During the three years of production, we were immersed continuously in matters related to dying. It was an immensely difficult human task but also very rewarding. We had many collaborators, including the charismatic Dame Cicely Saunders, widely considered the founder of the modern hospice movement. She promoted the humane care of dying people with the evangelical zeal of the deeply committed Christian she was.
At that time and later, I was persuaded of her orthodox Christian view that all life was sacred and should never be taken. She added to this dictum a phrase that has become the mantra of the hospice and palliative care movement: "The taking of life is never justified because we now have the ability to deal with all pain." This claim has been made extensively by those who oppose Baron Joffe's Assisted Dying for the Terminally Ill Bill.
In the late 1990s, I took a closer interest in the real-life experience of dying and undertook a series of projects training staff in care homes for older people, assisting them to understand the social and psychological processes of dying.
My team and I taught them about the history of death, the cultural diversity of approaches to death and elders, the importance of symbolic rituals such as funerals, the contemporary meanings of spirituality and "biographical pain", and how to deal with professionals including funeral directors, doctors and clergy.
My own research on older people at the end of life led me to understand the anguish that many people experience as they face imminent death. With endless time to think but not much time to live, there is an inescapable preoccupation with reflection about one's own life.

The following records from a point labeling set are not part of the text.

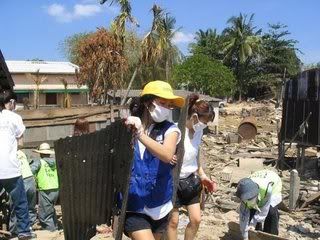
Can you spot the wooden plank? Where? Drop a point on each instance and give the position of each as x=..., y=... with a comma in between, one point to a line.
x=256, y=155
x=258, y=235
x=42, y=123
x=234, y=230
x=60, y=112
x=294, y=189
x=311, y=199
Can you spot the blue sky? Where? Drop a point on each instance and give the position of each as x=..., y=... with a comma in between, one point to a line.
x=35, y=28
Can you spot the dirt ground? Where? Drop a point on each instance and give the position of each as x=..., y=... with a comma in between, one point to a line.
x=221, y=207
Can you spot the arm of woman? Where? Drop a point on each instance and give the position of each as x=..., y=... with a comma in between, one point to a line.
x=163, y=151
x=206, y=181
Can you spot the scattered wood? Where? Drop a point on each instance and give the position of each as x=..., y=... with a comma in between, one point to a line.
x=234, y=230
x=294, y=189
x=62, y=116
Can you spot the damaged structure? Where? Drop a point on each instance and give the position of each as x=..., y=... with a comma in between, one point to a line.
x=300, y=121
x=94, y=170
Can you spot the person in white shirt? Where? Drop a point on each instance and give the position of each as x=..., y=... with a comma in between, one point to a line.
x=12, y=129
x=151, y=182
x=192, y=175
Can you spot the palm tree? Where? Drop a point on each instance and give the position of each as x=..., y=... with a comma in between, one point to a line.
x=118, y=26
x=208, y=42
x=242, y=43
x=66, y=97
x=166, y=32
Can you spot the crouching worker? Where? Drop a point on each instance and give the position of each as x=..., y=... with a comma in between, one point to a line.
x=47, y=179
x=260, y=195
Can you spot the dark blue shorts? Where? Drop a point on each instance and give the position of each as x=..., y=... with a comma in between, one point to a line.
x=139, y=221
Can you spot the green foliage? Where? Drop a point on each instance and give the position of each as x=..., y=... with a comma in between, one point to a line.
x=199, y=72
x=209, y=43
x=258, y=60
x=69, y=47
x=280, y=52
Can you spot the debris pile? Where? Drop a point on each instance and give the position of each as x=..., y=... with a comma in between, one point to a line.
x=228, y=161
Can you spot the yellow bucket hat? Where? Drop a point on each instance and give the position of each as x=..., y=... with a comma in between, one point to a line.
x=164, y=90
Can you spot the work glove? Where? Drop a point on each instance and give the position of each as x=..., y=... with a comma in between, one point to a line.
x=209, y=184
x=134, y=124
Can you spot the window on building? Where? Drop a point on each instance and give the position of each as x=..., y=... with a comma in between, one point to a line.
x=51, y=99
x=21, y=97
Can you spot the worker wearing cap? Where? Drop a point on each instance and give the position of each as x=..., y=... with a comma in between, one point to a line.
x=30, y=188
x=48, y=184
x=151, y=182
x=260, y=195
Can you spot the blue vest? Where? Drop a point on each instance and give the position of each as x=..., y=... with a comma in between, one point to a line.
x=151, y=182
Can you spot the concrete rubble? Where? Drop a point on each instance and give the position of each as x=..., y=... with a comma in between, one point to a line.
x=227, y=163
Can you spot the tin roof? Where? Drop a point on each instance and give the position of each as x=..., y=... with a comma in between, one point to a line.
x=6, y=81
x=182, y=93
x=42, y=66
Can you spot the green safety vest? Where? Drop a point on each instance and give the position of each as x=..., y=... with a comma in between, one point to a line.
x=266, y=179
x=24, y=165
x=47, y=177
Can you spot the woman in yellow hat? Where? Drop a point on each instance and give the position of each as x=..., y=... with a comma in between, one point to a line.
x=151, y=183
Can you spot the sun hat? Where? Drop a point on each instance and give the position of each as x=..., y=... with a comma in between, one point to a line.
x=44, y=148
x=164, y=90
x=247, y=189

For some, all is harmony and contentment. But most find that unconfined time for life review takes them into the deeper recesses of memory. Too often the dominant recollections are of dreadful experiences - things done by others to harm them; actions taken but deeply regretted; things always promised yet still undone.
This leisure to reflect is often accompanied by disability and an incapacity to right these wrongs. So much guilt and self-loathing: some see this as unforgivable sin, while others with no belief simply feel tortured. Yet they rarely find a sympathetic and safe listener to relieve the profound distress to which I have given the name "biographical pain".
The contemporary landscape of death is not one of pain-free transition, assisted to a comfortable end by palliative care. Such services are highly rationed (mostly to younger people with cancers). More to the point, the indications are that many die in physical pain that goes untreated or unreached by medication, or in unrevealed biographical pain. Without the availability of a chance to be relieved of this appalling anguish and the possibility of forgiveness, it seems right to allow those whose lives are a living hell to exit with careful provisions and dignity.
These observations have made me a critical friend of the hospice movement and no longer able to share Saunders' position on assisted death. I no longer accept arguments about the nobility of pain or the restrictions on our free will imposed by a God who will choose the hour and the manner of our death, regardless of its human cost. This is not a God of love.
When you have seen it, you know that the sustaining of life that is finished is awful to behold. You know that to be the enabler of a person's choice to leave it all behind in a controlled and honest way - assisted dying - is a supreme act of love.